Multiply a 3D matrix with a 2D matrix
You can do this in one line using the functions NUM2CELL to break the matrix X into a cell array and CELLFUN to operate across the cells:
Z = cellfun(@(x) x*Y,num2cell(X,[1 2]),'UniformOutput',false);
The result Z is a 1-by-C cell array where each cell contains an A-by-D matrix. If you want Z to be an A-by-D-by-C matrix, you can use the CAT function:
Z = cat(3,Z{:});
NOTE: My old solution used MAT2CELL instead of NUM2CELL, which wasn't as succinct:
[A,B,C] = size(X);
Z = cellfun(@(x) x*Y,mat2cell(X,A,B,ones(1,C)),'UniformOutput',false);
I'm approaching the exact same issue, with an eye for the most efficient method. There are roughly three approaches that i see around, short of using outside libraries (i.e., mtimesx):
- Loop through slices of the 3D matrix
- repmat-and-permute wizardry
- cellfun multiplication
I recently compared all three methods to see which was quickest. My intuition was that (2) would be the winner. Here's the code:
% generate data
A = 20;
B = 30;
C = 40;
D = 50;
X = rand(A,B,C);
Y = rand(B,D);
% ------ Approach 1: Loop (via @Zaid)
tic
Z1 = zeros(A,D,C);
for m = 1:C
Z1(:,:,m) = X(:,:,m)*Y;
end
toc
% ------ Approach 2: Reshape+Permute (via @Amro)
tic
Z2 = reshape(reshape(permute(X, [2 1 3]), [A B*C]), [B A*C])' * Y;
Z2 = permute(reshape(Z2',[D A C]),[2 1 3]);
toc
% ------ Approach 3: cellfun (via @gnovice)
tic
Z3 = cellfun(@(x) x*Y,num2cell(X,[1 2]),'UniformOutput',false);
Z3 = cat(3,Z3{:});
toc
All three approaches produced the same output (phew!), but, surprisingly, the loop was the fastest:
Elapsed time is 0.000418 seconds.
Elapsed time is 0.000887 seconds.
Elapsed time is 0.001841 seconds.
Note that the times can vary quite a lot from one trial to another, and sometimes (2) comes out the slowest. These differences become more dramatic with larger data. But with much bigger data, (3) beats (2). The loop method is still best.
% pretty big data...
A = 200;
B = 300;
C = 400;
D = 500;
Elapsed time is 0.373831 seconds.
Elapsed time is 0.638041 seconds.
Elapsed time is 0.724581 seconds.
% even bigger....
A = 200;
B = 200;
C = 400;
D = 5000;
Elapsed time is 4.314076 seconds.
Elapsed time is 11.553289 seconds.
Elapsed time is 5.233725 seconds.
But the loop method can be slower than (2), if the looped dimension is much larger than the others.
A = 2;
B = 3;
C = 400000;
D = 5;
Elapsed time is 0.780933 seconds.
Elapsed time is 0.073189 seconds.
Elapsed time is 2.590697 seconds.
So (2) wins by a big factor, in this (maybe extreme) case. There may not be an approach that is optimal in all cases, but the loop is still pretty good, and best in many cases. It is also best in terms of readability. Loop away!

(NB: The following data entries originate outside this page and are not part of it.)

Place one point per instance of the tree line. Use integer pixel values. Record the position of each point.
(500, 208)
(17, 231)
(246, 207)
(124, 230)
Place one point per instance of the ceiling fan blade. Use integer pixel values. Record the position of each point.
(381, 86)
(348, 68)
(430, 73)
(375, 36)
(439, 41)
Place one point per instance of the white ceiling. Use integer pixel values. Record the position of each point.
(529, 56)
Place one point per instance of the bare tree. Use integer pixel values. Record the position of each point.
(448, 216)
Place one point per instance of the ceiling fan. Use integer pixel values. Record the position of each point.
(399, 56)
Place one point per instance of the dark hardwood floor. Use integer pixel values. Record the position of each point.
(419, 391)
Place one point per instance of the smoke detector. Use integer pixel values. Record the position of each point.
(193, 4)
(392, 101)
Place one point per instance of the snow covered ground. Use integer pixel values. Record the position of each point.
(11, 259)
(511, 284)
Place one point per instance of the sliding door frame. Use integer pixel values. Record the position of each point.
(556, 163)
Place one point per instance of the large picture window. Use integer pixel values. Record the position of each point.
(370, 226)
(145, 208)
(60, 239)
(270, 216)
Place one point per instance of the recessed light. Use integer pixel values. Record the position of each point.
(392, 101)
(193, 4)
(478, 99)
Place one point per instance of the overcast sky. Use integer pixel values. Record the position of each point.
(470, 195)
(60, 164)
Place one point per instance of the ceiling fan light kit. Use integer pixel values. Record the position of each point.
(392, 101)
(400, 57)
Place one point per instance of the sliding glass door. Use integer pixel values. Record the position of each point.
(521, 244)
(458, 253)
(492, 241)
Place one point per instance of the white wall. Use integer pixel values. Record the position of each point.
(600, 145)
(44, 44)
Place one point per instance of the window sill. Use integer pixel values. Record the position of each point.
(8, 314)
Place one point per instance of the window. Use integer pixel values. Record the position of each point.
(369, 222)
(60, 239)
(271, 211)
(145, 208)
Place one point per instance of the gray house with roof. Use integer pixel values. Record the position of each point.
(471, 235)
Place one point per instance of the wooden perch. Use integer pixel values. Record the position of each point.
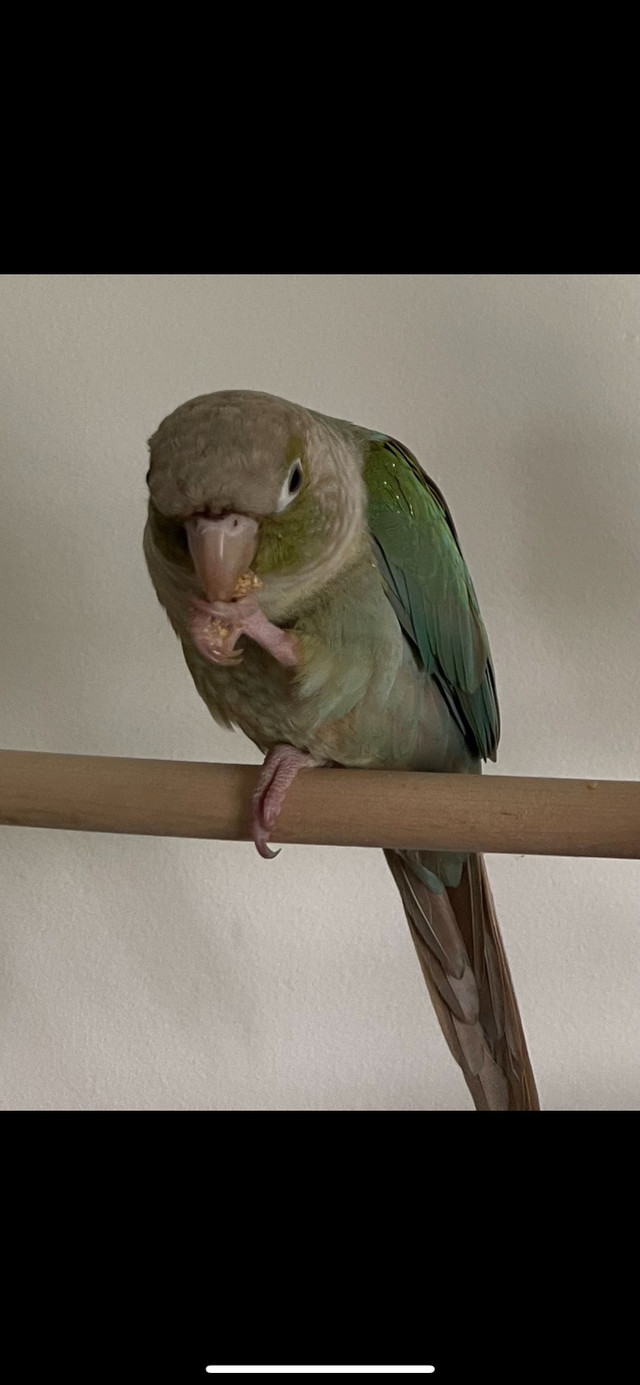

As a personal preference, I like my code to be as succinct and readable as possible.
Here's what I would have done, though it doesn't meet your 'no-loops' requirement:
for m = 1:C
Z(:,:,m) = X(:,:,m)*Y;
end
This results in an A x D x C matrix Z.
And of course, you can always pre-allocate Z to speed things up by using Z = zeros(A,D,C);.

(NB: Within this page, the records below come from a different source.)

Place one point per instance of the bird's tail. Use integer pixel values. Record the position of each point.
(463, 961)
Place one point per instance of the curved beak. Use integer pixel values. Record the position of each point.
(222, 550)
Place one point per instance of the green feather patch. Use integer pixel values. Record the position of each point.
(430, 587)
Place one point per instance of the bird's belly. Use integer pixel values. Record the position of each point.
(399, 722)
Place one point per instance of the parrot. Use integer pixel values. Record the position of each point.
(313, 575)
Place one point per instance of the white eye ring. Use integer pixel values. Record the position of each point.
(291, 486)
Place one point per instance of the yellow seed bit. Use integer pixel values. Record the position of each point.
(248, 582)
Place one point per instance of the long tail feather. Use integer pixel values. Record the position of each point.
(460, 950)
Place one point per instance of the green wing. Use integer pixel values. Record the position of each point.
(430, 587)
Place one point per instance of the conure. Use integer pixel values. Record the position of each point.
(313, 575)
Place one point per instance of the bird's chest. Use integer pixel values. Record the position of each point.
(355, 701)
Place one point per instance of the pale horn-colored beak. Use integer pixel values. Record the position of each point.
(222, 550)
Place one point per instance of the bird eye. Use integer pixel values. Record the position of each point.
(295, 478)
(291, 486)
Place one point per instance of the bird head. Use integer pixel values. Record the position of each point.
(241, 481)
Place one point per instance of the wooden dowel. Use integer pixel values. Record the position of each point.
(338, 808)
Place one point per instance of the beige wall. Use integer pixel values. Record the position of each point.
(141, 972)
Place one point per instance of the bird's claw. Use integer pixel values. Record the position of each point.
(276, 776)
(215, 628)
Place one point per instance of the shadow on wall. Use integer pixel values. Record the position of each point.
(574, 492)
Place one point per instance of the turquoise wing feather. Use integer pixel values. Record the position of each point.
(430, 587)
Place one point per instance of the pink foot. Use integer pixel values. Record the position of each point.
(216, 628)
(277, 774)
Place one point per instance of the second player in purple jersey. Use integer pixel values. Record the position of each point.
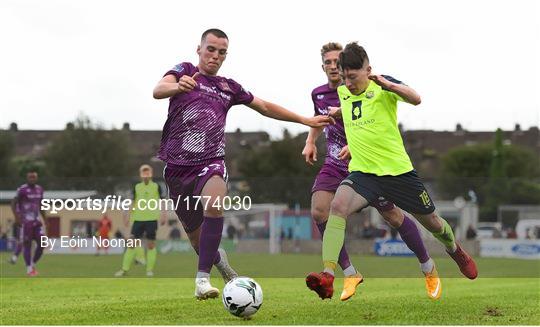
(26, 207)
(324, 97)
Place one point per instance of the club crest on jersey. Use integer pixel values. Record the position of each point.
(225, 86)
(178, 68)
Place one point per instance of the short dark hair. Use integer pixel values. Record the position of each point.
(216, 32)
(330, 46)
(353, 56)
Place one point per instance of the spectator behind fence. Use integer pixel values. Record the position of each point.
(471, 233)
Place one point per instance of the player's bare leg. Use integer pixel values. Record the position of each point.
(221, 262)
(211, 229)
(320, 210)
(411, 236)
(443, 232)
(345, 202)
(151, 256)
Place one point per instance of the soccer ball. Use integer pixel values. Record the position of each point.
(242, 297)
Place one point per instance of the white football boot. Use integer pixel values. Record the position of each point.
(203, 289)
(225, 268)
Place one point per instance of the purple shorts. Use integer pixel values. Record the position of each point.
(31, 230)
(185, 182)
(330, 177)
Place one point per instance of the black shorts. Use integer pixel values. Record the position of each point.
(144, 227)
(405, 191)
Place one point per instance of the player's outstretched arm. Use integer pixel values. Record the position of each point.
(275, 111)
(310, 149)
(408, 94)
(168, 86)
(14, 210)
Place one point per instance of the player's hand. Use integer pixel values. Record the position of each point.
(187, 83)
(380, 80)
(334, 112)
(319, 121)
(344, 154)
(310, 153)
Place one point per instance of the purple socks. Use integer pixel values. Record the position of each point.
(411, 236)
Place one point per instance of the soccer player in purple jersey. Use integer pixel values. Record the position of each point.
(18, 245)
(193, 147)
(335, 170)
(26, 207)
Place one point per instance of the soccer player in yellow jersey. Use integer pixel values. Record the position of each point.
(379, 166)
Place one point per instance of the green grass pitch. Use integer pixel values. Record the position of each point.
(78, 289)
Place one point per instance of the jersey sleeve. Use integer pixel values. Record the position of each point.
(160, 191)
(134, 191)
(18, 193)
(393, 96)
(240, 95)
(180, 70)
(315, 109)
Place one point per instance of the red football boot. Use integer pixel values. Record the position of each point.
(321, 283)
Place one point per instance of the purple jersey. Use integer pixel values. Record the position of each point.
(194, 132)
(324, 97)
(29, 202)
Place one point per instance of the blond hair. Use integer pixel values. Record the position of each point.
(330, 46)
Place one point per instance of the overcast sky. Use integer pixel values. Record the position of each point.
(473, 62)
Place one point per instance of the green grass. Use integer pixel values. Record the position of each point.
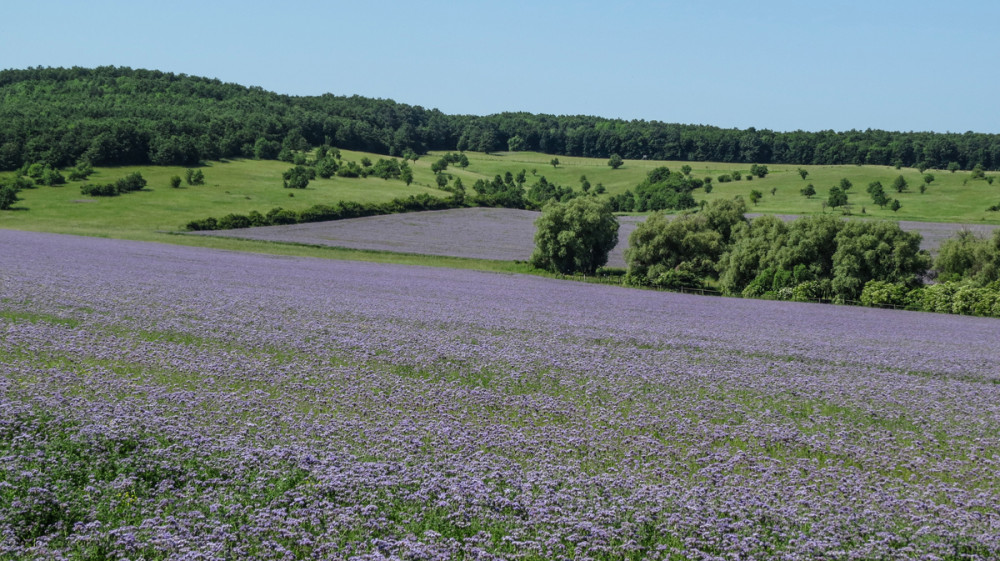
(237, 186)
(241, 186)
(952, 197)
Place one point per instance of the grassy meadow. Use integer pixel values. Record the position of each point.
(241, 186)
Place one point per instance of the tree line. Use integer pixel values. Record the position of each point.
(118, 116)
(814, 258)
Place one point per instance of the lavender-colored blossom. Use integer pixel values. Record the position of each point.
(181, 403)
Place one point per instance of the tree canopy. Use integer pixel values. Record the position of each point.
(575, 236)
(118, 116)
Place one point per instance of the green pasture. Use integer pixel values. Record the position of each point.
(242, 186)
(951, 197)
(236, 186)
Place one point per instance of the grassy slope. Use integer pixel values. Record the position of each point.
(241, 186)
(952, 197)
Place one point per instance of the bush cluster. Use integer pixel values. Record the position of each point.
(131, 182)
(321, 213)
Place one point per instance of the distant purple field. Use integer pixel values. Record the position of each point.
(163, 402)
(480, 233)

Here's a one-line solution (two if you want to split into 3rd dimension):
A = 2;
B = 3;
C = 4;
D = 5;
X = rand(A,B,C);
Y = rand(B,D);
%# calculate result in one big matrix
Z = reshape(reshape(permute(X, [2 1 3]), [A B*C]), [B A*C])' * Y;
%'# split into third dimension
Z = permute(reshape(Z',[D A C]),[2 1 3]);
Hence now: Z(:,:,i) contains the result of X(:,:,i) * Y
Explanation:
The above may look confusing, but the idea is simple.

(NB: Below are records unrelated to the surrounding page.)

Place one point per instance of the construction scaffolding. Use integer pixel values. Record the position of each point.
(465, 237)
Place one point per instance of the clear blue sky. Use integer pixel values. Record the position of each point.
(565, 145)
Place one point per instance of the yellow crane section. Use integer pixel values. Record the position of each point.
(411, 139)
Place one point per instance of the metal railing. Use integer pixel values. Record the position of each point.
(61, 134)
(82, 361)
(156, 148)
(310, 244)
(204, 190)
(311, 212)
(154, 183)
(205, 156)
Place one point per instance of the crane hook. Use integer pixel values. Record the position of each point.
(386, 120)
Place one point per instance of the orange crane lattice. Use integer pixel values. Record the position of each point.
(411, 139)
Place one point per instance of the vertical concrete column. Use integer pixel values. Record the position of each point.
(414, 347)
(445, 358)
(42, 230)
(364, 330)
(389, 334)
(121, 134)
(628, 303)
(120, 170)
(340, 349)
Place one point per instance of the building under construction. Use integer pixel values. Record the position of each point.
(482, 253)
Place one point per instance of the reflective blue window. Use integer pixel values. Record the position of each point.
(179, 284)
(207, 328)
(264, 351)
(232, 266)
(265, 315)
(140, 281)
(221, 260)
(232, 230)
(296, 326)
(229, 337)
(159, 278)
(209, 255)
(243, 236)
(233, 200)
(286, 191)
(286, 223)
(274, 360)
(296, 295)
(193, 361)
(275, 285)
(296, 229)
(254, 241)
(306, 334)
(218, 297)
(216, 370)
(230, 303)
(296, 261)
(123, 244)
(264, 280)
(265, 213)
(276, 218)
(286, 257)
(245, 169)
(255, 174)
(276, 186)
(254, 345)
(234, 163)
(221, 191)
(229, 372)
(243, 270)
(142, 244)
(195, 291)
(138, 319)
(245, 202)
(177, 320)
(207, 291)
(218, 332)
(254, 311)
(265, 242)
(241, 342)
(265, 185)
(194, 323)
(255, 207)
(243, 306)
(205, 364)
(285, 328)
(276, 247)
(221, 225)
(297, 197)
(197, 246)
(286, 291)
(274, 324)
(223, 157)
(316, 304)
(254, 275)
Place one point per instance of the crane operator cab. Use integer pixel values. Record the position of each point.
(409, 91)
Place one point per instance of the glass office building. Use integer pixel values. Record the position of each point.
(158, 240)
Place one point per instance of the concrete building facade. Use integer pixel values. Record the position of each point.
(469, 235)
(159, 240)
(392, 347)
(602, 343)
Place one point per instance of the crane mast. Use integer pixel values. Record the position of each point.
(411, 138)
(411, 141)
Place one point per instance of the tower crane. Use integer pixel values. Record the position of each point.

First I start by take the third dimension of X and do a vertical concatenation along the first dim:
XX = cat(1, X(:,:,1), X(:,:,2), ..., X(:,:,C))
... the difficulty was that C is a variable, hence you can't generalize that expression using cat or vertcat. Next we multiply this by Y:
ZZ = XX * Y;
Finally I split it back into the third dimension:
Z(:,:,1) = ZZ(1:2, :);
Z(:,:,2) = ZZ(3:4, :);
Z(:,:,3) = ZZ(5:6, :);
Z(:,:,4) = ZZ(7:8, :);
So you can see it only requires one matrix multiplication, but you have to reshape the matrix before and after.